Yuzhno-Sakhalinsk, July 1998:
There it stood, gleaming reassuringly in the hotel lobby – an ATM cash machine, courtesy of a leading Russian bank. It was the first modern object I had seen on arriving on Sakhalin Island, eight time zones east of Moscow and one of most neglected places on earth. Yet with the discovery of oil, new money was starting to bring the first signs of change – a remodeled hotel, a new business center, and even a cellular telephone company, all within a stone's throw of Lenin's statue on Revolution Square. And an ATM machine.
Cautiously I stepped up and inserted my card. Amazingly, it beeped and whirred, and out popped a sheaf of fresh ruble notes. It worked! But not for long: within less than a month that Russian bank had collapsed, the cash machine stood cashless, and anyone on Sakhalin who wanted ruble notes had to fly to Moscow to get them.

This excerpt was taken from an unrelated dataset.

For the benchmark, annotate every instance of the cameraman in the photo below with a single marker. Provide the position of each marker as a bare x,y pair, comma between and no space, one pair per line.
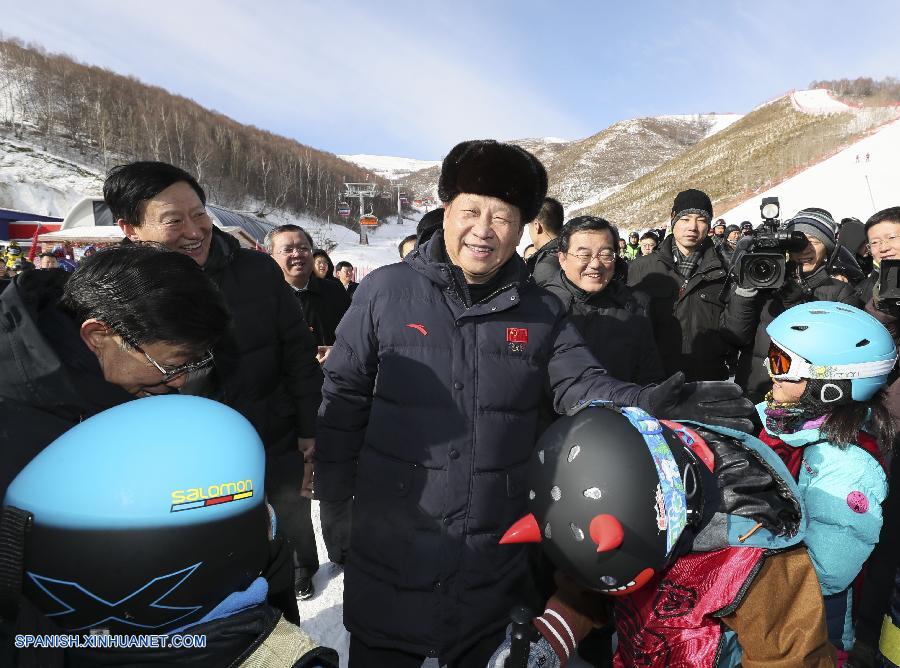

Until the summer of 1998, banking was the headline story of Russia's nascent market economy. More than any other post-Soviet institution, the new private banks symbolized the vast transfer of wealth from state to private hands and the return of money to center stage in the Russian economy. The private banks were born in the late 1980s from the breakup of the Soviet banking monopoly, and they grew rich on the opportunities for trade and arbitrage that opened up as the Soviet state weakened.